A new documentary by a prominent global warming skeptic takes on many of the claims from environmentalists and politicians who want to regulate nearly every aspect of the economy to stop it.
Marc Morano, a prominent global warming skeptic and publisher of the website Climate Depot, has released his new documentary film “Climate Hustle,” which takes on what Morano argues is the “shell game” created by global warming alarmists to get people worried about the climate.
“You’ll see all of the cards, and we’ll let you decide for yourselves if they’re playing it straight or if you’re being hustled,” Morano says in the film while three actors play a street card game in the background.
Morano’s film has already garnered lots of criticism from environmentalists, especially since the debut of the film featured a talk from former Alaska Gov. Sarah Palin. Don’t let Morano’s showmanship fool you, his film uses expert testimony and actual climate data to take on claims of catastrophic global warming.
“Climate Hustle” is essentially a response to years of documentaries, starting with former Vice President Al Gore’s 2006 film, claiming that humans were sending the climate into a nosedive, which will cause massive sea level rise, more extreme weather and a whole host of other problems if governments don’t ban fossil fuels.

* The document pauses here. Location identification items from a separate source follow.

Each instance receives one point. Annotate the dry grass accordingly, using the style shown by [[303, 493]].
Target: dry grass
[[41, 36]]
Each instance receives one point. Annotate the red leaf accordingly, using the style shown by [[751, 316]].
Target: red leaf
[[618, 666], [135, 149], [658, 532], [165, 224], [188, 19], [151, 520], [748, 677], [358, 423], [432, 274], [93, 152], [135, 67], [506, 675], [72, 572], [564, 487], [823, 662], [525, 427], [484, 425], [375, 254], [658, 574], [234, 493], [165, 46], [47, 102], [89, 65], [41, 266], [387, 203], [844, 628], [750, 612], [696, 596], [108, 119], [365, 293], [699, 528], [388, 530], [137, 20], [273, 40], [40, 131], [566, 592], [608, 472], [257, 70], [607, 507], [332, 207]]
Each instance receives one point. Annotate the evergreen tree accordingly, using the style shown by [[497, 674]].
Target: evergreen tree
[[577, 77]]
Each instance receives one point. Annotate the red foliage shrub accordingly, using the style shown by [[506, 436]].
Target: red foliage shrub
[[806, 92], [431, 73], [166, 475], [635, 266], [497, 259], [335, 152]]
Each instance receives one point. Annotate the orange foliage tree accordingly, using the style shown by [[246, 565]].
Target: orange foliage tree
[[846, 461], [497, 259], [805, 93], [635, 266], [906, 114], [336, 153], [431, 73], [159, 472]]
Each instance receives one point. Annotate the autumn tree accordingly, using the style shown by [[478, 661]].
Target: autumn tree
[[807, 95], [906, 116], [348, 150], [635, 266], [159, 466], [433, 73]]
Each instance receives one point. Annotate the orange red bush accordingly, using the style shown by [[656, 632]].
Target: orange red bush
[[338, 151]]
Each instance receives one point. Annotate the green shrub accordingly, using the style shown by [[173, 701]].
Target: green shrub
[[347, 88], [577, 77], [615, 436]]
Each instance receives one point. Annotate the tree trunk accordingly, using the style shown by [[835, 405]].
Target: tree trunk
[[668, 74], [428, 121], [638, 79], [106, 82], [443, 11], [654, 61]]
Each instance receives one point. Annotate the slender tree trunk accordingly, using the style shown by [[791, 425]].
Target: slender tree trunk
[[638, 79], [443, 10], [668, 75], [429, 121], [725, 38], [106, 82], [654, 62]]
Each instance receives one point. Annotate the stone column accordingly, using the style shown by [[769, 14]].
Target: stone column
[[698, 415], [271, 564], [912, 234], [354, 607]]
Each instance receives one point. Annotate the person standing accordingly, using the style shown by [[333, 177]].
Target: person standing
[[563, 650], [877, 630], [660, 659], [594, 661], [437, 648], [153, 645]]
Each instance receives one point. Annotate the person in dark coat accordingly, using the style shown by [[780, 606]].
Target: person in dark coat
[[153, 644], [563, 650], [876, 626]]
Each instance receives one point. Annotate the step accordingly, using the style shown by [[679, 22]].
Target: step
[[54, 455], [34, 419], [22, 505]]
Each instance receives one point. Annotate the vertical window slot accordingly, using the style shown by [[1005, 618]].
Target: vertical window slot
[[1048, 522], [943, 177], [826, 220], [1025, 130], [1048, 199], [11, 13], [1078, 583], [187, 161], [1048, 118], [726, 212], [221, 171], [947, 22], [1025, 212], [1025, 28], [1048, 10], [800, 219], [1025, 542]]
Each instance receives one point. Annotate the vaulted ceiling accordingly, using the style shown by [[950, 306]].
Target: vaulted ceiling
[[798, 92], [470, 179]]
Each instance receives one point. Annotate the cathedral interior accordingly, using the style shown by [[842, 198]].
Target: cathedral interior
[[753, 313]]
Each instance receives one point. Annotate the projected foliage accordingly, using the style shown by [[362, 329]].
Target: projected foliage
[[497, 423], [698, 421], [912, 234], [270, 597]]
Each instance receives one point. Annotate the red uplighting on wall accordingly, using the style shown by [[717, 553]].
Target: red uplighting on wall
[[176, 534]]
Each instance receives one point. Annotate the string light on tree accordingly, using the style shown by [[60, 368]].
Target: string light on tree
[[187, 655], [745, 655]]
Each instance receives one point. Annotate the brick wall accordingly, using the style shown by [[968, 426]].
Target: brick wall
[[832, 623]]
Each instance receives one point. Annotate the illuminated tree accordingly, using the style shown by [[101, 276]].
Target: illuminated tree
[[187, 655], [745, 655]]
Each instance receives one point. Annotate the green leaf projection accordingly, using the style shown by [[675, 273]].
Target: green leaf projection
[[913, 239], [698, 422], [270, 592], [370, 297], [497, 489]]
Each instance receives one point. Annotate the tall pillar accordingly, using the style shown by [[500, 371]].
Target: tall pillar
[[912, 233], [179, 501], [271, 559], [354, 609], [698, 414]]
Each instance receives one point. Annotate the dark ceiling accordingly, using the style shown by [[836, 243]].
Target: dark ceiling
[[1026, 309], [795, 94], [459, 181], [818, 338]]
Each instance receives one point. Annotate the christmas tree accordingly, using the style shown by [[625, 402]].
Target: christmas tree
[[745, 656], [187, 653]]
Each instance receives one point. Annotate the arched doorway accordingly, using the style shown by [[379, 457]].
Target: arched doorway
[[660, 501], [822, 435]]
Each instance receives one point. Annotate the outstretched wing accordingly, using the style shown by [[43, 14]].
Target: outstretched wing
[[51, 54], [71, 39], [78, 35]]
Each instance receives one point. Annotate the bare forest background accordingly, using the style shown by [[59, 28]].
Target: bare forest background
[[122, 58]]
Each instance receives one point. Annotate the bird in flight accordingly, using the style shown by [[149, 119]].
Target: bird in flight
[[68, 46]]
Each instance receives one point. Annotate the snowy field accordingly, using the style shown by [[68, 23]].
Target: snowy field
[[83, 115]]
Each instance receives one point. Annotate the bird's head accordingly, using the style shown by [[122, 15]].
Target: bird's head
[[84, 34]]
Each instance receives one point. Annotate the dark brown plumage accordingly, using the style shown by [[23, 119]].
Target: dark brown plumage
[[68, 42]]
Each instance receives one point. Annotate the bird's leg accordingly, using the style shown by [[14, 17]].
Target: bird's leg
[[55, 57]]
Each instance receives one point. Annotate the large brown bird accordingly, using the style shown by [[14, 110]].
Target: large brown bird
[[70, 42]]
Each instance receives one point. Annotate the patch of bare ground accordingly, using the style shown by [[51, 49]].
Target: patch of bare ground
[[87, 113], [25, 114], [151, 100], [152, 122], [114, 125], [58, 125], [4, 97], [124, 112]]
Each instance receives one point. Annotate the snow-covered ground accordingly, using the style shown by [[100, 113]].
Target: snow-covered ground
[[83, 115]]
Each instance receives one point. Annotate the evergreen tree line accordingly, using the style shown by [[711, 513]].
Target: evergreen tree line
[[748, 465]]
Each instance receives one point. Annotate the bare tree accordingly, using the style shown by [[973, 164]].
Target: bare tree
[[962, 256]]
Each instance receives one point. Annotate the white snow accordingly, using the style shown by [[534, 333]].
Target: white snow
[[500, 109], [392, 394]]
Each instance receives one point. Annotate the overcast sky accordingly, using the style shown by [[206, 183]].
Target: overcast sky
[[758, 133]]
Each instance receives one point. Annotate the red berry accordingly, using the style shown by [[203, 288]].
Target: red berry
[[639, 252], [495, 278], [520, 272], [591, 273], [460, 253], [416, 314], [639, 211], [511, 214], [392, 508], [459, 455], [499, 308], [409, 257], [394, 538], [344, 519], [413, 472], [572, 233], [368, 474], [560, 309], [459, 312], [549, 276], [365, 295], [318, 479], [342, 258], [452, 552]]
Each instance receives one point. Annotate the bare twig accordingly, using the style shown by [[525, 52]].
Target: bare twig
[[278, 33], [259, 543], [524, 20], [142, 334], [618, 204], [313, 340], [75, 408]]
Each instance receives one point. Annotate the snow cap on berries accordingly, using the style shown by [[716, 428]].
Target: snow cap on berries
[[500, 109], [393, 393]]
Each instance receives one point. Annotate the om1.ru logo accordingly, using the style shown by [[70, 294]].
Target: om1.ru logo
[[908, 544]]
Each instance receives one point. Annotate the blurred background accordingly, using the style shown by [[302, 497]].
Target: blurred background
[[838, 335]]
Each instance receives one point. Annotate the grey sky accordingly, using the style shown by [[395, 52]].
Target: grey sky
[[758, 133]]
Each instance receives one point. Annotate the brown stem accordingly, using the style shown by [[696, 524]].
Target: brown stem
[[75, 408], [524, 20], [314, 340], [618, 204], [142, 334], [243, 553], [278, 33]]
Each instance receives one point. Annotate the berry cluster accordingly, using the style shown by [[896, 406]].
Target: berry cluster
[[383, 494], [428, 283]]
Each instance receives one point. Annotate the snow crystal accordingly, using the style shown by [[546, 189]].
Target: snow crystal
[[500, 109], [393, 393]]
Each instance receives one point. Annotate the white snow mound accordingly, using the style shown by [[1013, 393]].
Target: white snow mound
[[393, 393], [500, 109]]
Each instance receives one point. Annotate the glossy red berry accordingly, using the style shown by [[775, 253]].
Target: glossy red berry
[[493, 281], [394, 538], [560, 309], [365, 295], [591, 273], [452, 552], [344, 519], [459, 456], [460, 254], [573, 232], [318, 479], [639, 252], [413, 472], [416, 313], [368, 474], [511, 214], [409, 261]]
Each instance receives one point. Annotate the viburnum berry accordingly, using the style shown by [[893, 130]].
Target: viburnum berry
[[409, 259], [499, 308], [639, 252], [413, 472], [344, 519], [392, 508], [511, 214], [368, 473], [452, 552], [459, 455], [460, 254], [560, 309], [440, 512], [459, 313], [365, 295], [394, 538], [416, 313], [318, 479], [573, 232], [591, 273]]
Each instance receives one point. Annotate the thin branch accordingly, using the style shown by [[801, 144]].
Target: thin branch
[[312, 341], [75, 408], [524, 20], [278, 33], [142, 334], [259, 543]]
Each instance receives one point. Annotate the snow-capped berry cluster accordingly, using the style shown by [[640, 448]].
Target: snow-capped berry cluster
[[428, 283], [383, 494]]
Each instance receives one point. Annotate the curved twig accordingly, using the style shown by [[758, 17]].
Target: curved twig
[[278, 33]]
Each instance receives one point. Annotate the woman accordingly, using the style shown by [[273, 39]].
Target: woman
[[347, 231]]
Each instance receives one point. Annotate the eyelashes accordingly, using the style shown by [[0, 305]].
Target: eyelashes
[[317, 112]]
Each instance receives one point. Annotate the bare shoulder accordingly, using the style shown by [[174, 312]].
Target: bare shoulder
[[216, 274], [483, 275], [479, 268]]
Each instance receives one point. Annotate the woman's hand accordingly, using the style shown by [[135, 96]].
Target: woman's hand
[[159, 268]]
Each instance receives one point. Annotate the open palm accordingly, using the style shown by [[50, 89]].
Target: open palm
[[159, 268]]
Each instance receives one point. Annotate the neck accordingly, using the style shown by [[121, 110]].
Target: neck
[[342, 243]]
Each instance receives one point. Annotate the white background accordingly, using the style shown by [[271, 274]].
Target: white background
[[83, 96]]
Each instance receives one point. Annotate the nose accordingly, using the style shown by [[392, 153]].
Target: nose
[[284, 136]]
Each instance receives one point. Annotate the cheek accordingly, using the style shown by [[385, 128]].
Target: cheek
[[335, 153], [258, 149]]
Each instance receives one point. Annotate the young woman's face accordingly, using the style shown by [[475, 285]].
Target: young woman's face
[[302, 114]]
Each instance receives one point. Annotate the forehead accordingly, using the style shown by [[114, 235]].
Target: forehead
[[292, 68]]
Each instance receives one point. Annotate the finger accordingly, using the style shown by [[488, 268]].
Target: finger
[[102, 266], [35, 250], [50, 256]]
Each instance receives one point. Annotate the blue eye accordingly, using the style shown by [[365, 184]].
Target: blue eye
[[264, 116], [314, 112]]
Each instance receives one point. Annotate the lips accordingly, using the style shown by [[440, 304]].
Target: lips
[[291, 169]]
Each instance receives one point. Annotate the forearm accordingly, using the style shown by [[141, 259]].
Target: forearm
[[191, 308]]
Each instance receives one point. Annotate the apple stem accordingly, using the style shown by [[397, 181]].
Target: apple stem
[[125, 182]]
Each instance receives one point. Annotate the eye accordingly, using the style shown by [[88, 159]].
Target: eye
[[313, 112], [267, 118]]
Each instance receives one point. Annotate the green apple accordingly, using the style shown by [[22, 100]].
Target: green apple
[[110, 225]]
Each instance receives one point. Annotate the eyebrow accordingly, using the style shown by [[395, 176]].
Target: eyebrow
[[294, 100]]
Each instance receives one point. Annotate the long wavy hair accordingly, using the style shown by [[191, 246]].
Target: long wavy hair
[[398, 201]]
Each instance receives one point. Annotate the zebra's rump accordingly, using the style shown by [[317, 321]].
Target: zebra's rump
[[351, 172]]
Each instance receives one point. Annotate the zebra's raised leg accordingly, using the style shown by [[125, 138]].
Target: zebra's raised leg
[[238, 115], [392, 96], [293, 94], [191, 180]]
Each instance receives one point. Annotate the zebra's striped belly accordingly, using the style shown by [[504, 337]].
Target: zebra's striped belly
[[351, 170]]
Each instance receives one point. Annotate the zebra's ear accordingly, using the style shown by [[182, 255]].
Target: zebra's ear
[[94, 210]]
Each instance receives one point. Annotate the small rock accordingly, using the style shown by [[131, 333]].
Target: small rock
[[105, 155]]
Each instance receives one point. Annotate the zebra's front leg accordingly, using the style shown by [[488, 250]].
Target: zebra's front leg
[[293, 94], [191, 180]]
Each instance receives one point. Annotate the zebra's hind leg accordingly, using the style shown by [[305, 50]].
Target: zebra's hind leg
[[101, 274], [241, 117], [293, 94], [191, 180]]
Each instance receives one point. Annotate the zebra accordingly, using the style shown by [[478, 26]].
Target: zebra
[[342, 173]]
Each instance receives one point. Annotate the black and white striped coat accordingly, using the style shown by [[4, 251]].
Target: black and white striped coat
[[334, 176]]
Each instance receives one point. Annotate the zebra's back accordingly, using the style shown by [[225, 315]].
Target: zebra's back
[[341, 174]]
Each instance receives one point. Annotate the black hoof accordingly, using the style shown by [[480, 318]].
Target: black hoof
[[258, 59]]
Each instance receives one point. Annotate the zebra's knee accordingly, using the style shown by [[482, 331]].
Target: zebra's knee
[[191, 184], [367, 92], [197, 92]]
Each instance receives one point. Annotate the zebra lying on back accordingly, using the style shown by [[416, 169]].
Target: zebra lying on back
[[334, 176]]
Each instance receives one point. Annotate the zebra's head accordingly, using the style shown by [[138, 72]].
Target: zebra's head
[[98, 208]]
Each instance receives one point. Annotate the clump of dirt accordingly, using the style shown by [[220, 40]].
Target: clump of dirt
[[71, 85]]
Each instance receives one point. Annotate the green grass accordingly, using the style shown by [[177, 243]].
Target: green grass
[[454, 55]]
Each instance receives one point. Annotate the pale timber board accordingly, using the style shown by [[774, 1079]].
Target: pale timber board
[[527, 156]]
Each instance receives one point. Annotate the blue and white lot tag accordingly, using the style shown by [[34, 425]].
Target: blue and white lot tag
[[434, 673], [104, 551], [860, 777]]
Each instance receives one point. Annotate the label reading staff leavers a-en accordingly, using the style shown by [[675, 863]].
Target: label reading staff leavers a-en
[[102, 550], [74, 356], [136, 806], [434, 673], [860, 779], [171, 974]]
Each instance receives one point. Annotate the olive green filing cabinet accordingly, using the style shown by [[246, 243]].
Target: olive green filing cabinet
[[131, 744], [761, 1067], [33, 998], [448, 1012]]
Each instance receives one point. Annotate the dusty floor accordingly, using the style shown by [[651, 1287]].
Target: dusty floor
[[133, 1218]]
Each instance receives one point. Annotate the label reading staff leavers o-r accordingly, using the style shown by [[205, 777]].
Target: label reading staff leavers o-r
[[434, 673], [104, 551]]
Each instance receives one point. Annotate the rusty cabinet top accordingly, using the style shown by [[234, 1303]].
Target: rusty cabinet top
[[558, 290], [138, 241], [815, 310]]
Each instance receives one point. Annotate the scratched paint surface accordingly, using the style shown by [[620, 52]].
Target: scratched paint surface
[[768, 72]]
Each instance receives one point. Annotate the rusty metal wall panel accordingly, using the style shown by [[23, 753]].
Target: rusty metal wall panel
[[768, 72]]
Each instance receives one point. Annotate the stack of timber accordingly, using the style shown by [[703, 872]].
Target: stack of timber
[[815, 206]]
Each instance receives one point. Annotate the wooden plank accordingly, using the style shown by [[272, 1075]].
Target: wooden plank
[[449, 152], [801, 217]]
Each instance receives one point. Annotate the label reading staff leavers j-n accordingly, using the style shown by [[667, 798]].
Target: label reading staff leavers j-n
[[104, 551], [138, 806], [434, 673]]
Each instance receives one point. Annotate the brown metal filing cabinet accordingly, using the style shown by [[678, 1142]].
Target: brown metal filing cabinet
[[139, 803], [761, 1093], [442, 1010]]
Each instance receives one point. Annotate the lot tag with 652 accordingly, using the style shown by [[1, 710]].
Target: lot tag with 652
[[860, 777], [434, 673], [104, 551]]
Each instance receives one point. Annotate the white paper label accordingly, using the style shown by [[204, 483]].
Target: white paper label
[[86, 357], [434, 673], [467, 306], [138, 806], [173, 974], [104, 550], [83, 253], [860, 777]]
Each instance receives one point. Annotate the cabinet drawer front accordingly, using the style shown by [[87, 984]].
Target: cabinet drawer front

Gore is featured many times in Morano’s film, talking about how human activity was warming the world and even making the weather worse. Gore makes these claims while news clips of storms, flooding and a whole host of weather events play in the background.
Scary stuff, but Morano has a whole host of experts lined up to debunk Gore’s claims. A Senate testimony by Dr. Roger Pielke, Jr., a University of Colorado researcher, whose work revolved around extreme weather trends.
“It is misleading and just plain incorrect to claim that disasters associated with hurricanes, tornadoes, floods or droughts have increased on climate timescales either in the United States or globally,” Pielke said in his 2013 testimony before the Senate Environment and Public Works Committee. “It is further incorrect to associate the increasing costs of disasters with the emission of greenhouse gases.”